Andre sepertinya tidak percaya dengan anggukan kepalaku.
“Tiga minggu
lagi Insha Allah gue nikah sama dia. Gue rencananya baru mau nyebar undangan H-
satu minggu. Tapi berhubung gosip yang menyebar udah cukup memekakkan telinga
maka sepertinya akan gue percepat di minggu ini nyebarnya. Dia keluar dari
kantor karena emang gue yang minta.
“Nugraha… Lo
seriusan?” Andre setengah tidak percaya mendengar pernyataanku barusan. Namun
mau gimana lagi. Jika Tara sudah mengatakan itu ke Andre biar tidak terlampau
jauh dia berharap lebih baik diberitahu sesegera mungkin.
“Serius
Gue.. Nah gue minta tolong sama Lo. Mungkin bisa bantu nyampein hal ini ke
Tara. Biar dia nggak terlalu berharap lebih sama gue.” Jelasku perlahan
“Hmm… Tapi
Gra… rasa suka itu kan hak setiap orang.”
“Iya… gue
tahu… Tapi hal ini memang harus segera gue sebarkan. Demi kebaikan diri dan
calon gue juga. Masa jelang pernikahan gue ada gosip santer kaya gitu. Ya udah…

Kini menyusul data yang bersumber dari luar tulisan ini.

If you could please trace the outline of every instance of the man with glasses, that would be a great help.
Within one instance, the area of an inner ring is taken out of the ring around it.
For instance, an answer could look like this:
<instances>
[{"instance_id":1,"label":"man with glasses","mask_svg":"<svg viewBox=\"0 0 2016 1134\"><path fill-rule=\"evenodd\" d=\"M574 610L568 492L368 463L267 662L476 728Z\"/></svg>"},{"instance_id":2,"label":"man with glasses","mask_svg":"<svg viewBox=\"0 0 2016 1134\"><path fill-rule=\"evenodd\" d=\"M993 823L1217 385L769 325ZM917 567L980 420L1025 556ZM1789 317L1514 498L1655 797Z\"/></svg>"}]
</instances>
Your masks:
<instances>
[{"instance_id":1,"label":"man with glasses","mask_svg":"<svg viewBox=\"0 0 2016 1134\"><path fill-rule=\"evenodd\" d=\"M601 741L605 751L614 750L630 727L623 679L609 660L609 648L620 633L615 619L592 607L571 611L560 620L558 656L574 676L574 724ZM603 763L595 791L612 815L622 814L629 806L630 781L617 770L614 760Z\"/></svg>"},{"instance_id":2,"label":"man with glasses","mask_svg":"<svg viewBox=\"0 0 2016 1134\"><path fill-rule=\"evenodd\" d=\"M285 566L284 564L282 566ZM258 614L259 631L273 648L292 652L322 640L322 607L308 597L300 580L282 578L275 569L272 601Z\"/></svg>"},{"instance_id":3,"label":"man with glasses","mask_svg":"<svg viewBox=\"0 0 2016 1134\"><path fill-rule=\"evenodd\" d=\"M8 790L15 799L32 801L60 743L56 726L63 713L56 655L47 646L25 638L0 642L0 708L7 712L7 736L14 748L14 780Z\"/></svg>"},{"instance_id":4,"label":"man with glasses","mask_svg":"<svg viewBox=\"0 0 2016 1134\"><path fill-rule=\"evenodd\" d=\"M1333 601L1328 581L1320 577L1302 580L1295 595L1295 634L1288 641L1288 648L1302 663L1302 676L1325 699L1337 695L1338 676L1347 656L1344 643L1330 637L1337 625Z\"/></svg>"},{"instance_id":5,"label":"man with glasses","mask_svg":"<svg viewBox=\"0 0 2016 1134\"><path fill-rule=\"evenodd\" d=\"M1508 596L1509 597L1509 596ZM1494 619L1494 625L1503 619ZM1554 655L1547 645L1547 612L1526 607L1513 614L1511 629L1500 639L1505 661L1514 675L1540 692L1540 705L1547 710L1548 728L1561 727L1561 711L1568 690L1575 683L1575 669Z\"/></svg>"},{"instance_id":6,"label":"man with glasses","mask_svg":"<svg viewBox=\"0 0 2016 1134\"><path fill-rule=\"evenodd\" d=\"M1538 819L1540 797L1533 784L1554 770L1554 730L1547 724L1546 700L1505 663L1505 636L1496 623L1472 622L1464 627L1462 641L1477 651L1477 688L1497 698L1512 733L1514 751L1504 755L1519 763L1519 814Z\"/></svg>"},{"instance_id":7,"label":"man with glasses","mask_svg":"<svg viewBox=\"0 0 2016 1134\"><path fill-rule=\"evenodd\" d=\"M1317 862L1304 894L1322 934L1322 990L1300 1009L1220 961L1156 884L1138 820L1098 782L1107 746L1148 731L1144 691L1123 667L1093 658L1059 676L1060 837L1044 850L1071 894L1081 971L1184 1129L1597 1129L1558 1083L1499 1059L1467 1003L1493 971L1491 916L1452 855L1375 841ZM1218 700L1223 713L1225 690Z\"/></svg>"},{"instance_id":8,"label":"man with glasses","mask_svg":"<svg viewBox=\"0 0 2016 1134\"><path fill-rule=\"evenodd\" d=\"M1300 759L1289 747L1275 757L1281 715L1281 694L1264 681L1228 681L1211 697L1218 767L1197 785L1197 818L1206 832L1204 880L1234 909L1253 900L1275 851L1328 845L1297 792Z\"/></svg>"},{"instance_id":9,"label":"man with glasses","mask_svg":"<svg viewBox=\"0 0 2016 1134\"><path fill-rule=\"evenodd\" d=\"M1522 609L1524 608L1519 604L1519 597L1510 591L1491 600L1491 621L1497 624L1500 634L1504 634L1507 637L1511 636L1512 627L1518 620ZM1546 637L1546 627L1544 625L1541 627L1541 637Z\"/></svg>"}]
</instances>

Lo doain gue deh.” Ujarku akhirnya lalu berdiri. Setelah membayar air mineral
aku pamit ke Andre untuk kembali ke ruangan kerja. Andre menyusulku. Kami
berjalan beriringan.
“Gra… kalau
boleh jujur nih ya… Sebenernya gue yang suka sama Tara. Makanya pas denger
gosip kaya gitu gue mau cari tahu ke Lo. Lagi pula Tara bilang kalau dia suka
sama Lo. Eh ternyata Lo malah mau nikah sama Mbak Wina.” Andre bercerita saat
di dalam lift. Aku tersenyum saja mendengarnya. Sebenarnya aku pun sudah
menduga hal itu. Namun aku menunggu sampai Andre yang cerita sendiri.
“Yaudah Lo
seriusin aja. Gue doain yang terbaik buat Lo.” Nasihatku lalu pintu lift
terbuka.
Tara berada
di depan kami kini. Ia tersenyum ke arahku lalu masuk. Kami bertiga kini berada
di dalam lift.
“Kalian
habis makan siang?” Tara membuka percakapan. Aku menggeleng sembari tersenyum.
Sementara Andre menjawab pertanyaan Tara.
“Eh…
semuanya gue duluan ya. Mau ke ruangan Pak Setyo. Mau minta izin cuti” Ujarku
lalu keluar dari lift di lantai 6.
“Cuti? Dalam
rangka apa? Mau jalan-jalan ya?” Suara Tara membuatku menoleh ke dalam lift
yang masih terbuka. Mungkin ini saat yang tepat.
“Cuti nikah.
Doain ya” Ujarku tersenyum lalu kembali membalikan badan. Terdengar suara pintu
lift yang tertutup. Semoga ini yang terbaik.